Polémica en Pekín por el futurista diseño del Teatro Nacional

miércoles 10 de octubre de 2007 12:40 GYT
 

Por Guo Shipeng y Ben Blanchard

PEKIN (Reuters) - El Gran Teatro Nacional de Pekín, que será inaugurado en diciembre, ha provocado una lluvia de críticas por su futurista forma de óvalo, pero las autoridades insisten en que se convertirá en un monumento emblemático popular.

Situado en el centro de Pekín, junto al monolítico Gran Salón del Pueblo que tiene el estilo soviético de los años 50, el nuevo teatro, apodado como "el huevo," parece como si figurara un gigantesco ovni.

Muchos habitantes de Pekín creen que el edificio parece fuera de lugar, pero el director del proyecto Gao Yuting rebate estas críticas.

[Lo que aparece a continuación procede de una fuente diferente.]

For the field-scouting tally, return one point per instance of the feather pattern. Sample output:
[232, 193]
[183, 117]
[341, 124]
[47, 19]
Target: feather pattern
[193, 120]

"Cada diseño arquitectónico, salvo quizá los de los edificios residenciales, está hecho para provocar un debate público. Es inevitable que haya gente contraria a los planes, especialmente los que son más conocidos," declaró el miércoles a Reuters.

"Pero los edificios son hijos de su tiempo. La construcción del Gran Salón del Pueblo en los cincuenta también encontró rechazo. Mucha gente pensaba que era un edificio europeo y que era incompatible con el entorno de estilo chino," añadió.

Yuting admitió que "ahora algunas personas no pueden aceptar la idea de situar un teatro como éste aquí, pero cambiarán de idea gradualmente, y el teatro se convertirá en una parte integral y armoniosa del área."

Diseñado por el arquitecto francés Paul Andreu, el teatro tiene tres salas principales: una ópera con 2.416 localidades, una sala de conciertos de 2.017 asientos dotada de órgano, y un recinto para obras teatrales de 1.040 asientos.

Para entrar, los espectadores tienen que atravesar primero una galería subterránea cubierta con un techo de cristal relleno de agua, para subir después al cavernoso interior.

Todos los materiales posibles han sido conseguidos en el propio país, como los 10 tipos diferentes de mármol usados por doquier y los tapices de rayas rojas y castañas empleados en el teatro lateral.

Las primeras obras de prueba comenzaron hace un mes, con las bailarinas armadas del clásico de la Revolución Cultural "El destacamento rojo de mujeres," aunque las entradas fueron distribuidas entre los departamentos gubernamentales y no se vendieron al público.